Yesterday the Supreme Court agreed to hear the case of Arizona v. United States, in which the validity of Arizona’s draconian immigration law is at issue.
Last year, Arizona passed S.B. 1070, a law designed to make it all but impossible for illegal immigrants to live or work in the state. A number of states have since passed copycat laws, in response to what they view as the federal government’s inadequate efforts to control illegal immigration. Most notoriously, Alabama has passed a law with such far-reaching consequences that even the state attorney general has called for revisions.
In this suit, the United States has sought to enjoin enforcement of Arizona’s law as preempted under the Supremacy Clause of the Constitution. In particular, the U.S. has challenged four provisions of the law as incompatible with federal immigration laws and policies. The challenged provisions (1) require that state police ascertain the immigration status of any individual they stop or arrest if they have reasonable suspicion to believe that the person is here illegally (additionally, the person, once arrested, cannot be released until the federal government verifies his or her legal status); (2) make it a violation of law for a person to fail to obtain and carry legal immigrant papers; (3) make it a misdemeanor for unlawful aliens to work or to try to work; and (4) authorize warrantless arrests for individuals who the state police have probable cause to believe has committed any act anywhere that would make them deportable under federal law.
While Arizona maintains that its law falls under the “cooperative” state and local efforts authorized by the Immigration and Naturalization Act (“INA”), the U.S. argues that the Arizona law is clearly meant to supplant federal law and policy, not cooperate with it. Indeed, in Arizona Governor Jan Brewer’s signing statement, she specifically noted the federal government’s “misguided policy” on immigration enforcement.
The district court granted an injunction blocking the enforcement of all four provisions of Arizona’s law, and the Court of Appeals for the Ninth Circuit affirmed. Arizona has now appealed to the Supreme Court.
The U.S. urged the Court to reject the case for review as premature until other courts of appeal have had an opportunity to consider other similar state laws. For example, legal challenges have been raised to provisions of Alabama’s parallel law. Yesterday, a federal district court enjoined enforcement of a provision of that law, known as H.B. 56, which criminalizes “business transactions” between state officials and people who cannot prove lawful immigration status. As in Arizona v. United States, the district court’s ruling in that case was based on the plaintiffs’ likelihood of success on their claims of preemption. Undoubtedly, Alabama will appeal that injunction to the Court of Appeals for the Eleventh Circuit, but because the Alabama and Arizona state laws differ in their specifics, the Supreme Court’s ruling in the Arizona case is likely not to resolve the issues in the Alabama case.

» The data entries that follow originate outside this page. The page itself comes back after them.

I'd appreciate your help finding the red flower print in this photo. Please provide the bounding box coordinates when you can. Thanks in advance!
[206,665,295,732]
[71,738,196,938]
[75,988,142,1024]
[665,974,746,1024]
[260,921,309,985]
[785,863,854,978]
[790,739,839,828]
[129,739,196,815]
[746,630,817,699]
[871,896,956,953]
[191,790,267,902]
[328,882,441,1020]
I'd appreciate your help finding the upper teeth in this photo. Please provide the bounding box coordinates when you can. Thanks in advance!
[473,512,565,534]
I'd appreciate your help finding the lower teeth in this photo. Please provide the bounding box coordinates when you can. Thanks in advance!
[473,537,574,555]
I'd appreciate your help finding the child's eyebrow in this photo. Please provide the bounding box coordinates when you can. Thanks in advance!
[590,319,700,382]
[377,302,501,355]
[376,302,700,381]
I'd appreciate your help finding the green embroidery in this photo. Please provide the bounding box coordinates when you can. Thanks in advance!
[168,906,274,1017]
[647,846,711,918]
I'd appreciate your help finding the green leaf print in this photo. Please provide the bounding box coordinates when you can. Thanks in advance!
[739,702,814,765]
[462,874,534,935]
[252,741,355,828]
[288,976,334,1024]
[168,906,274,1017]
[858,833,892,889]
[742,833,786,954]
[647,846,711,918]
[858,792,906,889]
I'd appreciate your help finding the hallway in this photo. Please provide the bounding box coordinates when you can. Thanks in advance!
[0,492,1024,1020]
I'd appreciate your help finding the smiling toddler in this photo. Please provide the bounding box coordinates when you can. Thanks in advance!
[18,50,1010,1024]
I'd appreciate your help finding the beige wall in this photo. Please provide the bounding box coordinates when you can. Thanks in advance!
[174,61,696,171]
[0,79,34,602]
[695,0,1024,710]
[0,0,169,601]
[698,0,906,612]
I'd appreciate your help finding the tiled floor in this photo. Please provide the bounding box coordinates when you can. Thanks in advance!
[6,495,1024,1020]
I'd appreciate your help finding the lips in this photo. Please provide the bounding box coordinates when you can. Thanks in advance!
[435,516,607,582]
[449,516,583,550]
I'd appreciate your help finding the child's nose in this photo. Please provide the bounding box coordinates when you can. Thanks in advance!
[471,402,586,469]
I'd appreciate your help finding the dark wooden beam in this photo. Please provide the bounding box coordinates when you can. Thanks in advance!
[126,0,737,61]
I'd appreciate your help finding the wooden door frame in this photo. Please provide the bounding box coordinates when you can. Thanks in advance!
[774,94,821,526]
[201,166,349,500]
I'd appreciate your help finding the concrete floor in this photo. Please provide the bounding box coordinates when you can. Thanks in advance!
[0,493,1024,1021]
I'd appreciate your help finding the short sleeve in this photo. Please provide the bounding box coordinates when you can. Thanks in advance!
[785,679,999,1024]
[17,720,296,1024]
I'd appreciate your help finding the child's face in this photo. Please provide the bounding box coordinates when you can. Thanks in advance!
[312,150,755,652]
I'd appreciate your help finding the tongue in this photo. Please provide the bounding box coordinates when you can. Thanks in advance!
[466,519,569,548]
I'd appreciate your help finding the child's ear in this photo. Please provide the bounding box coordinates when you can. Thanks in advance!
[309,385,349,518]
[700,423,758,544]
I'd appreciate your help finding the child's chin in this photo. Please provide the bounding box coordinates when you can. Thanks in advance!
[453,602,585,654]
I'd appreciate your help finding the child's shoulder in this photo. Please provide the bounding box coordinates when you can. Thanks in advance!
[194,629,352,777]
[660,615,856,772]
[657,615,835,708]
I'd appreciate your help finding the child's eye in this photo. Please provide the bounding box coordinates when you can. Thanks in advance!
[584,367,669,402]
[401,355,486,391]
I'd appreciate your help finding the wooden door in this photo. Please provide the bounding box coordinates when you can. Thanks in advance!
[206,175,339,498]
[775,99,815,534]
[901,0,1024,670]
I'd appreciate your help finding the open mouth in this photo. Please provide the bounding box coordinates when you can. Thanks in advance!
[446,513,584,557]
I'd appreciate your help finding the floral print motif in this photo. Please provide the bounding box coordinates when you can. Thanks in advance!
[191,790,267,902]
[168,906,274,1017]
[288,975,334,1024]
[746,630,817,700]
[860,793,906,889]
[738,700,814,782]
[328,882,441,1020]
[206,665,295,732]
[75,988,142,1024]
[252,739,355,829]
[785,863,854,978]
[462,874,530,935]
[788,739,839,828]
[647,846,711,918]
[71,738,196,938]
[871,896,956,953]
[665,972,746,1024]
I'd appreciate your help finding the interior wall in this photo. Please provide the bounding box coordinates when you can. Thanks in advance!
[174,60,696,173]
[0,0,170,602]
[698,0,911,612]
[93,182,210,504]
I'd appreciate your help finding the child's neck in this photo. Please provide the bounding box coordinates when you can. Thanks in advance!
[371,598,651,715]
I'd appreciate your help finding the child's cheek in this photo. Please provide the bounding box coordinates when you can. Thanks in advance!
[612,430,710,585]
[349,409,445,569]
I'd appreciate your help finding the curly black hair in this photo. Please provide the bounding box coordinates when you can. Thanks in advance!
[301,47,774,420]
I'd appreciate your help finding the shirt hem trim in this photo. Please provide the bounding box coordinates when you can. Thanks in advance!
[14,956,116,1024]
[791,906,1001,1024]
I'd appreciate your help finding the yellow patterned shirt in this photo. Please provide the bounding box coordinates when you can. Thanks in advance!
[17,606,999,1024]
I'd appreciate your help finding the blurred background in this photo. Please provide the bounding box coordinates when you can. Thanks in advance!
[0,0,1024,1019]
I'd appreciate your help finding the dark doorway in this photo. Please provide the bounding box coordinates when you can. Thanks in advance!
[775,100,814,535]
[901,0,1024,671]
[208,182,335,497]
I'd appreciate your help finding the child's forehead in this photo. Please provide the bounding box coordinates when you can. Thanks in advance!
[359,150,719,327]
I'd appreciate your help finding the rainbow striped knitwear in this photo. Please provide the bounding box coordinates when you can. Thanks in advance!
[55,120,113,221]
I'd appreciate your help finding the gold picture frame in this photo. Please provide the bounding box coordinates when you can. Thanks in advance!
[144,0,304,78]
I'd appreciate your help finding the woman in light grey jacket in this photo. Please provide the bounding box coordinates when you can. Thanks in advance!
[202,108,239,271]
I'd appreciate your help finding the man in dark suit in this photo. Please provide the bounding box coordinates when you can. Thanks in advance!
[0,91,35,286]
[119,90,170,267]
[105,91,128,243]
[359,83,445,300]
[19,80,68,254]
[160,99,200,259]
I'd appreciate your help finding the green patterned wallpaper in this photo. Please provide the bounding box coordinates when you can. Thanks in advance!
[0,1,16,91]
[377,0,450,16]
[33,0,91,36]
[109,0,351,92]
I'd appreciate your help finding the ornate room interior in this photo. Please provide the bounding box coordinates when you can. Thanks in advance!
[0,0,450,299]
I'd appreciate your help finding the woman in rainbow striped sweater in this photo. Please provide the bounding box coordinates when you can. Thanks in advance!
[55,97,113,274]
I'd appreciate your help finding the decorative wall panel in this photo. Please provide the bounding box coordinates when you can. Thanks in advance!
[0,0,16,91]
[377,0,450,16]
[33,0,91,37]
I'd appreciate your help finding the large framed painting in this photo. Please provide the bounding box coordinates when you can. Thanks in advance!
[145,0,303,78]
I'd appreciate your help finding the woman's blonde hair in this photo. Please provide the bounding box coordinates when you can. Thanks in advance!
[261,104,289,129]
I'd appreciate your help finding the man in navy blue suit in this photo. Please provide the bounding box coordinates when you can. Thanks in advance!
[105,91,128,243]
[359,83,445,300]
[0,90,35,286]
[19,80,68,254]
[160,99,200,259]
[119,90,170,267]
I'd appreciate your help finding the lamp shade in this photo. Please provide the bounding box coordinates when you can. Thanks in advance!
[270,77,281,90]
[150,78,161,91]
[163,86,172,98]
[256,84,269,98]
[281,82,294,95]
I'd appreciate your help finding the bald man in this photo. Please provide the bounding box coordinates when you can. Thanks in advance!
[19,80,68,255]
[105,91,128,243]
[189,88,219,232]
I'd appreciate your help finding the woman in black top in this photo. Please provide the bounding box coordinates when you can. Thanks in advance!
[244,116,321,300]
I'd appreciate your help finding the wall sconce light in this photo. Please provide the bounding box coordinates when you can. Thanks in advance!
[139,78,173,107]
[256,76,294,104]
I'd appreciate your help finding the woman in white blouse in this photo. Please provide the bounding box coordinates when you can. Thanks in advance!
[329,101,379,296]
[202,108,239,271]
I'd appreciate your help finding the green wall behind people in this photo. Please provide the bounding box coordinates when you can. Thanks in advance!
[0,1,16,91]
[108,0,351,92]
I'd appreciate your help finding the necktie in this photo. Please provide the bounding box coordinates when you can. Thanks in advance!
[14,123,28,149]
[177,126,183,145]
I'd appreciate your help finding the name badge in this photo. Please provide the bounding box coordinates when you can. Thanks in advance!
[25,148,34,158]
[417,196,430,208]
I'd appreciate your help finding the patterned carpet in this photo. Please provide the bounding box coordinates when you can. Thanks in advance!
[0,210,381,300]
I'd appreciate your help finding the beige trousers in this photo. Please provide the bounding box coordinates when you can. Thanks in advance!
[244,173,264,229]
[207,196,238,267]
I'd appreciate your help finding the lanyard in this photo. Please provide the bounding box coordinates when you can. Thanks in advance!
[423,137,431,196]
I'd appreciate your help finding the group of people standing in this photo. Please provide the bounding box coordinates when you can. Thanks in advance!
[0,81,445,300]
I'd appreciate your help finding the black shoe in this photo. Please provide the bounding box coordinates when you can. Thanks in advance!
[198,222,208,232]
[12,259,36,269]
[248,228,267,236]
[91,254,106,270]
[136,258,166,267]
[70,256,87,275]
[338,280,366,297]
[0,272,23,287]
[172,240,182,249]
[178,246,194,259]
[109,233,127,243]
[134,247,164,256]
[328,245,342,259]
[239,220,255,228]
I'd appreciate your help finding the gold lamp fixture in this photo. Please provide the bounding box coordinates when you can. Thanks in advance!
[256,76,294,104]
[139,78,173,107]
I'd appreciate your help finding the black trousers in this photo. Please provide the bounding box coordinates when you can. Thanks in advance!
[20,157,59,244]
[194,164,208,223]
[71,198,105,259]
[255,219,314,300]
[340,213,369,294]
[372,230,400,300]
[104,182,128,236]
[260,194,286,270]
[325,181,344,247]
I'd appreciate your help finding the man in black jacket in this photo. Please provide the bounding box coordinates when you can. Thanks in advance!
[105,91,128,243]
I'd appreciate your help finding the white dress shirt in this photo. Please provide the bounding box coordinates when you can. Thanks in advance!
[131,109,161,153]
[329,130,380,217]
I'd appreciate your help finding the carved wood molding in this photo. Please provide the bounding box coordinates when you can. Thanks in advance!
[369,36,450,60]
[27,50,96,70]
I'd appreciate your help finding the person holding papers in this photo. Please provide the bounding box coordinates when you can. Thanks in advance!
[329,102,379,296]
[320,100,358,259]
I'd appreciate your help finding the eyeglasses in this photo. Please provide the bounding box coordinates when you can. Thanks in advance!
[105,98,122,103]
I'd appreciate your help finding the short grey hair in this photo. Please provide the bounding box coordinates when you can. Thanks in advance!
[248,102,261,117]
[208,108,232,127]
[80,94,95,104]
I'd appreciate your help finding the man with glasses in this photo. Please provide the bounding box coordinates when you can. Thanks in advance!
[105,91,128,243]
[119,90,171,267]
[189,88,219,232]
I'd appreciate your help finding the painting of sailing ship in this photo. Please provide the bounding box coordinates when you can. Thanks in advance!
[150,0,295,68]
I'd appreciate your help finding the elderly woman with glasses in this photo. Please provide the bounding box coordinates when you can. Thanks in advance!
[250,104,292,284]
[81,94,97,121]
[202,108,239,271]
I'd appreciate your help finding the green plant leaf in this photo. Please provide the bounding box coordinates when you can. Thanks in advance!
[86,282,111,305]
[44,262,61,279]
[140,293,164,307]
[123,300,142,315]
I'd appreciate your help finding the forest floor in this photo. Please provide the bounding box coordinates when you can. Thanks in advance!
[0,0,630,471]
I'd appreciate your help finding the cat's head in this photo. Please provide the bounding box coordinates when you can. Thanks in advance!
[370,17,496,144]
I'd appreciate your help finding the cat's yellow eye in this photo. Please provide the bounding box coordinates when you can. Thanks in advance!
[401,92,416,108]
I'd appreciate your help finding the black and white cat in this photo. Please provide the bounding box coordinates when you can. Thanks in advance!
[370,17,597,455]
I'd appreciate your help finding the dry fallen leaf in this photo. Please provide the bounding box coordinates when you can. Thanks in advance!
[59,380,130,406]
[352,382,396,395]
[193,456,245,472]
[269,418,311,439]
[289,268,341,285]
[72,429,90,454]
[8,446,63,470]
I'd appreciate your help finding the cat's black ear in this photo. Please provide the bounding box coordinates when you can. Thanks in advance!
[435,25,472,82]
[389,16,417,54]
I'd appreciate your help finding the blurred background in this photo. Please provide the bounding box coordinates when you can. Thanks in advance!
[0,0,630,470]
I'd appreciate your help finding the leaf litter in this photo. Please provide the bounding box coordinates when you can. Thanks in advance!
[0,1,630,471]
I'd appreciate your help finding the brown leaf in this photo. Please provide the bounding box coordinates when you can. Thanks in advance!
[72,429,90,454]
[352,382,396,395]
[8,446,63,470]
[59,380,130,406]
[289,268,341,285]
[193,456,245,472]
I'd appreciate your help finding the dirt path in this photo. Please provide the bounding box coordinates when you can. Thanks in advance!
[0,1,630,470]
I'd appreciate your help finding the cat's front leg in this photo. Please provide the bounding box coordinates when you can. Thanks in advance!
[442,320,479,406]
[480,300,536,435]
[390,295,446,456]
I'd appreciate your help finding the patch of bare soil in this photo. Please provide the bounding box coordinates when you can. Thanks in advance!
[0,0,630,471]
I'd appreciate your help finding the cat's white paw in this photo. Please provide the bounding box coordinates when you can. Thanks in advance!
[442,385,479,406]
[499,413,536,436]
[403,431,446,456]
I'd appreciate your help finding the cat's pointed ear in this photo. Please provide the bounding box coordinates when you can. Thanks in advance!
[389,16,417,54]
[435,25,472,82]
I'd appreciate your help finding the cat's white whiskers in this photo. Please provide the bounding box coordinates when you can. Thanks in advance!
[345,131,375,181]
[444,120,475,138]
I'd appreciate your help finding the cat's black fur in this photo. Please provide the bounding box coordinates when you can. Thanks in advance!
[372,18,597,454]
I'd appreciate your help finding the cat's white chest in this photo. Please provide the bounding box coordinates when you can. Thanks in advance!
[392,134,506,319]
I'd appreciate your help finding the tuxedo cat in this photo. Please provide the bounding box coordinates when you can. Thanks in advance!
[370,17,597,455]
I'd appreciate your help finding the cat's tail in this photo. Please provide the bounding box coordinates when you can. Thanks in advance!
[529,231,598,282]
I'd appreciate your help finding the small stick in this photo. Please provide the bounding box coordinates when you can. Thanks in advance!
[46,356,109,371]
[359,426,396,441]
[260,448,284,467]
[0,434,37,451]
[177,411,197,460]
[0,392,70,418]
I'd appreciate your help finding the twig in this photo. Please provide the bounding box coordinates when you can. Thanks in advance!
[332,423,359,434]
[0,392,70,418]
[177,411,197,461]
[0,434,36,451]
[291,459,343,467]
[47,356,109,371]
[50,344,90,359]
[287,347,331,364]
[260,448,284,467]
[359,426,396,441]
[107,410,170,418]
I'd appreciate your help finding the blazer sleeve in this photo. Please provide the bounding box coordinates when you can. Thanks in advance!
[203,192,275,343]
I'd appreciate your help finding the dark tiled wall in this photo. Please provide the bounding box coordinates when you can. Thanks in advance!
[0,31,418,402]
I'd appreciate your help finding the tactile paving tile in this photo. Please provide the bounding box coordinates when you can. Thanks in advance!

Nonetheless, the Supreme Court has chosen to weigh in on yet another controversial and political topic in an election year.
If the Supreme Court sides with Arizona, not only will it disrupt the federal government’s ability to maintain a uniform and effective federal immigration policy, but potentially millions of hard-working, law-abiding immigrant families with American children will be forced to live in the shadows, or be driven from the states where they have made valuable contributions to the community and the economy.